La crise du Covid-19 a éclipsé l’agitation sociale liée à la réforme des retraites. Après deux mois de grève des transports, 40 000 amendements sur le projet d’une loi sortie au forceps de l’article 49.3, la crise sanitaire a conduit à repousser sine die les aspects financiers. Pourtant sans confinement, la fièvre de la dette n’est pas près de baisser.

La conférence sur le financement qui devait s’achever fin mars n’a plus aucun sens. Avec la crise économique, les projections financières du Conseil d’orientation des retraites (COR) sont d’ores et déjà obsolètes. Le déficit prévu en 2025 – entre 10 et 17 milliards – sera multiplié par un chiffre que nul ne peut encore prévoir. Les mesures d’urgence pour soutenir l’économie creuseront les déficits sociaux et budgétaires ; rappelons qu’à la suite de la crise de 2008, l’âge de départ avait été repoussé à 62 ans en 2010.

Une telle récession réduit la masse des cotisations sociales, mais aussi ce que les économistes appellent la croissance potentielle. De 1,5 % par an avant de 2008, elle a été réduite à 1,2 après. Que sera-t-elle après cette nouvelle crise ?
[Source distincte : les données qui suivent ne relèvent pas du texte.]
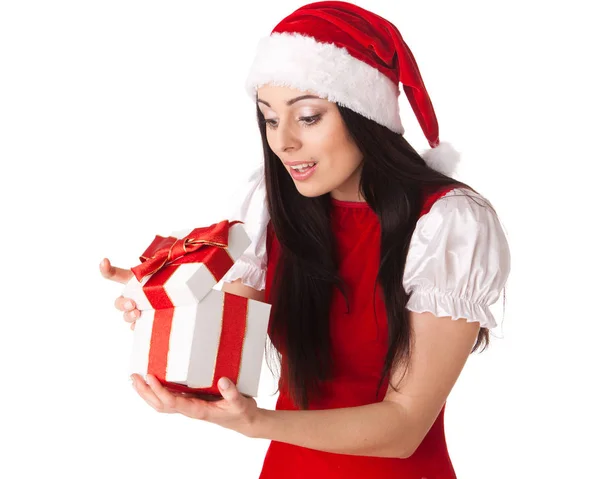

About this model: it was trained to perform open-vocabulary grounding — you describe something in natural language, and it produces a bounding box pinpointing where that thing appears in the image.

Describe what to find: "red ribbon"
[131,220,243,283]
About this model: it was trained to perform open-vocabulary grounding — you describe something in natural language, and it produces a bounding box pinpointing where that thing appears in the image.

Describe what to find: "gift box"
[122,221,271,396]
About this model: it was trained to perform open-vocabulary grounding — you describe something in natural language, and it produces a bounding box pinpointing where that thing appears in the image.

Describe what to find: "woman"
[101,2,510,479]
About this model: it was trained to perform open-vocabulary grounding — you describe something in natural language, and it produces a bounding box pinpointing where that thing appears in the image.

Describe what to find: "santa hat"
[246,2,460,176]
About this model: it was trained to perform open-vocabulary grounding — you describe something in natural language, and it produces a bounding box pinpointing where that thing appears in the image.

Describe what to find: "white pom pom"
[421,141,460,176]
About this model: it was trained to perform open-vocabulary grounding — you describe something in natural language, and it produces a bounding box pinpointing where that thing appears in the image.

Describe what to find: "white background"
[0,0,600,479]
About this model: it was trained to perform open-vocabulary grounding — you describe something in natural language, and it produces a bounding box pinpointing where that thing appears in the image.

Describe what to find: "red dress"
[260,187,456,479]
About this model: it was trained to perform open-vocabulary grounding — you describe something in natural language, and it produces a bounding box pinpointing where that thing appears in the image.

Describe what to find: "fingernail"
[219,378,229,389]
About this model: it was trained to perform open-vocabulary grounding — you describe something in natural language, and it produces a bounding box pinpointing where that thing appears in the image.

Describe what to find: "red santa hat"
[246,1,460,176]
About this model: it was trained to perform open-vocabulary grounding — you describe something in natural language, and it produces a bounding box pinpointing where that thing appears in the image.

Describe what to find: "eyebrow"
[256,95,322,108]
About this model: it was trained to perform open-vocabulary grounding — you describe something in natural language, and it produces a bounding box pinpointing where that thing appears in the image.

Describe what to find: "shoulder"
[404,187,510,328]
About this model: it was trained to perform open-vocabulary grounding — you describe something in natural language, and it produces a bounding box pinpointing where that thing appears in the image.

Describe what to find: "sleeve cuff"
[406,290,497,329]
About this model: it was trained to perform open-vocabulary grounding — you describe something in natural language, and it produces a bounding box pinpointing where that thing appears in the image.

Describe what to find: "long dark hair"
[256,103,502,409]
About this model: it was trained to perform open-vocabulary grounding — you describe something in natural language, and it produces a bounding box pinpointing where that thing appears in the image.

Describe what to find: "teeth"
[292,163,315,170]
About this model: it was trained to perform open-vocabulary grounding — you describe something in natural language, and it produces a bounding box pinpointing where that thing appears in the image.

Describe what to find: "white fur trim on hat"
[421,141,460,176]
[245,32,404,134]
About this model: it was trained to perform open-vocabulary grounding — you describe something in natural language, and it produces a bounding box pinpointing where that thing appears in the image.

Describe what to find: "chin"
[296,185,329,198]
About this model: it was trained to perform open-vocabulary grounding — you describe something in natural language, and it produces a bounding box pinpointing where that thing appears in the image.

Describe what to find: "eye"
[260,114,321,129]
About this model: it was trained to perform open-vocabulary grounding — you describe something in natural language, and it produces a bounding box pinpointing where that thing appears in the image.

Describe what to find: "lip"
[283,161,316,166]
[290,163,318,181]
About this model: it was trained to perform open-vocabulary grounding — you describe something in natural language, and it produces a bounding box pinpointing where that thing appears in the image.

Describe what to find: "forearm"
[253,401,409,457]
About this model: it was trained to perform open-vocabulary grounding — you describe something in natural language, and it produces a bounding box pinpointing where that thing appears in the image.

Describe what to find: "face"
[257,85,364,201]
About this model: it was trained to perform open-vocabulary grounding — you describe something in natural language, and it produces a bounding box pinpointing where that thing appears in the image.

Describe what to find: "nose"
[273,124,300,153]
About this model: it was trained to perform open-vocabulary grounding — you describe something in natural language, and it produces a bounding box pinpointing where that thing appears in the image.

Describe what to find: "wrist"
[246,408,269,439]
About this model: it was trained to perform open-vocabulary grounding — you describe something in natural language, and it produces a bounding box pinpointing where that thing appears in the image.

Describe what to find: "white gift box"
[122,224,271,396]
[121,223,251,311]
[131,290,271,397]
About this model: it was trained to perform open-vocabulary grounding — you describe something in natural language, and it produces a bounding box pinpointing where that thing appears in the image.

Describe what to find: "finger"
[115,295,137,311]
[131,374,165,412]
[146,374,200,419]
[123,309,142,323]
[100,258,133,283]
[217,377,244,411]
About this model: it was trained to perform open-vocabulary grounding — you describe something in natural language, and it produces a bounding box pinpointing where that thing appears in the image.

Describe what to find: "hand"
[100,258,141,330]
[131,374,260,437]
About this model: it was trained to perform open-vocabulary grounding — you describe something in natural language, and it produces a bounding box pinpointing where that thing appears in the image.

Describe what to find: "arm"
[221,278,265,303]
[252,311,479,458]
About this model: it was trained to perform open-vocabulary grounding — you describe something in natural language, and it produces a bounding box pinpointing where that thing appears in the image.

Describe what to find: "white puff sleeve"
[403,188,510,329]
[221,164,269,291]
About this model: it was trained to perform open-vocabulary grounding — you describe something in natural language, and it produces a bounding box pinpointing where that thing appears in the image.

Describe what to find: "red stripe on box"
[213,293,248,390]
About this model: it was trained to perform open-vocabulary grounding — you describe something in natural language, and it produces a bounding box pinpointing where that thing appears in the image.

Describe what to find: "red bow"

Or, l’écart entre cette croissance des revenus, alimentant les recettes de la sécurité sociale, et les besoins liés au vieillissement, est la pierre angulaire soutenant le précaire édifice de la sécurité sociale. Cela est d’autant plus prégnant que chacun perçoit aujourd’hui à quel point l’édifice n’a jamais été aussi utile. Que l’écart s’accroisse et le château de cartes s’effondre.
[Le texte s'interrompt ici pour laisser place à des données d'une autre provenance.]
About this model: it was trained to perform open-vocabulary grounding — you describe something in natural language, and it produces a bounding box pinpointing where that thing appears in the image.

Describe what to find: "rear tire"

Le recul devant l’obstacle de la réforme, propre au cavalier français, va encore lui faire perdre du terrain par rapport au peloton des autres pays européens.
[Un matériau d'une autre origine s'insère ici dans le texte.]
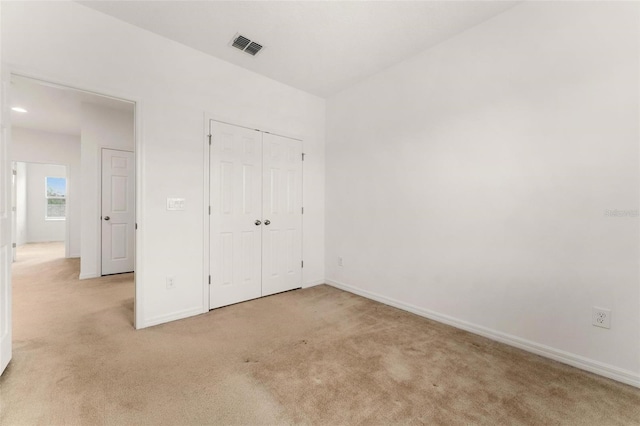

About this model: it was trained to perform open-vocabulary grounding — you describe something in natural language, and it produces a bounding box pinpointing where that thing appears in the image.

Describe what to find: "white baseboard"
[137,306,203,330]
[325,279,640,388]
[302,279,324,288]
[78,273,100,280]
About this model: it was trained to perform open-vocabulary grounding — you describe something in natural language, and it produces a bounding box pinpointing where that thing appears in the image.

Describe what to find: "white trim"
[302,279,325,288]
[141,306,208,328]
[326,279,640,388]
[202,112,212,313]
[205,112,305,142]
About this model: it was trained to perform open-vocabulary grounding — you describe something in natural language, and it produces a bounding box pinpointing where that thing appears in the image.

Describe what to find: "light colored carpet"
[0,244,640,425]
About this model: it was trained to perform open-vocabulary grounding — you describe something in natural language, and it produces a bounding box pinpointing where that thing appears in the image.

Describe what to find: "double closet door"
[209,120,302,309]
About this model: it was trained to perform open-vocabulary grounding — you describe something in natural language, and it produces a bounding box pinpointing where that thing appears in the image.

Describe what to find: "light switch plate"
[167,198,185,211]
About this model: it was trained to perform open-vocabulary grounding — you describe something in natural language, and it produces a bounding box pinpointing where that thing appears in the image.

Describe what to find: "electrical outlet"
[167,277,176,289]
[591,306,611,328]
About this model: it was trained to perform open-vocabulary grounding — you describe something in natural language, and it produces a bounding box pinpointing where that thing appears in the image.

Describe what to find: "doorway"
[9,74,136,312]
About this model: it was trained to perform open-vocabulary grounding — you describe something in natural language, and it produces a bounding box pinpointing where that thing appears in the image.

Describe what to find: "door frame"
[202,112,304,313]
[0,64,146,329]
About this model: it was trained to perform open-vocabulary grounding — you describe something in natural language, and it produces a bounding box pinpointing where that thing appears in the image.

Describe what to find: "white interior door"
[0,68,12,374]
[262,133,302,296]
[102,149,135,275]
[209,121,262,309]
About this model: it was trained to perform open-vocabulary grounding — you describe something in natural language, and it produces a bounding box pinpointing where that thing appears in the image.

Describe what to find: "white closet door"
[209,121,262,309]
[262,133,302,296]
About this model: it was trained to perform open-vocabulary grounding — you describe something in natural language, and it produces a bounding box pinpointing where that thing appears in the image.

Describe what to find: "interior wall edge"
[326,279,640,388]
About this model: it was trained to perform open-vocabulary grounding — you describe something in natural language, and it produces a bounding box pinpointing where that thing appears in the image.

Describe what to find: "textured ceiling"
[79,1,518,97]
[11,75,134,136]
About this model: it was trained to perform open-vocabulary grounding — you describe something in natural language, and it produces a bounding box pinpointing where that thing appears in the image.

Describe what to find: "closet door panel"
[262,133,302,296]
[209,121,262,309]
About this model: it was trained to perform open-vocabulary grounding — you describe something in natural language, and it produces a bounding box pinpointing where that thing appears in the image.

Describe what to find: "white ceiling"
[11,75,134,136]
[79,0,518,97]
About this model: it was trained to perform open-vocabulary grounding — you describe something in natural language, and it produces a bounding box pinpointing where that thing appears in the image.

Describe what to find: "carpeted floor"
[0,244,640,425]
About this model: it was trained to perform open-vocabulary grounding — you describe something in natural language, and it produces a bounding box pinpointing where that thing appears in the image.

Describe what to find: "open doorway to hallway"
[10,75,135,326]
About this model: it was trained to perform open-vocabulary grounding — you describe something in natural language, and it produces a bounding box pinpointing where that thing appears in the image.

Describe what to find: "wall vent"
[231,34,262,56]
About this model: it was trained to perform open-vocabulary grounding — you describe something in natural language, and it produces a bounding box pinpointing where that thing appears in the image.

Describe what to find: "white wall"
[326,2,640,386]
[27,163,67,243]
[15,161,27,246]
[1,2,325,327]
[80,103,135,279]
[11,127,81,257]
Economie de la santé ou santé de l’économie ?

Hormis quelques gogos, l’ampleur du danger sanitaire est perçue par l’immense majorité des Français. Professeurs et experts médicaux sont écoutés. En grande partie, leur parole s’impose aux décideurs politiques. Au nom de la prudence sanitaire, les décisions les plus contraignantes sont acceptées par la population.

Il n’en va pas de même pour les économistes. Tant auprès du public que des élites, leur parole n’a pas la même crédibilité. Les tsunamis sanitaires n’entachent pas la médecine de son auréole scientifique quand les crises économiques font douter qu’elles relèvent d’une quelconque science. Une telle injustice envers les experts du chiffre – si injustice il y a – doit beaucoup à l’inconséquence des politiques de gestion de la nation qui depuis quatre décennies jouent sur les constats et les prévisions comme on joue aux dés. De fait, comment croire qu’après quarante ans de déficit chronique du budget de la Nation, s’applique un quelconque principe de précaution aux finances publiques ? Deux raisons expliquent une telle inconséquence.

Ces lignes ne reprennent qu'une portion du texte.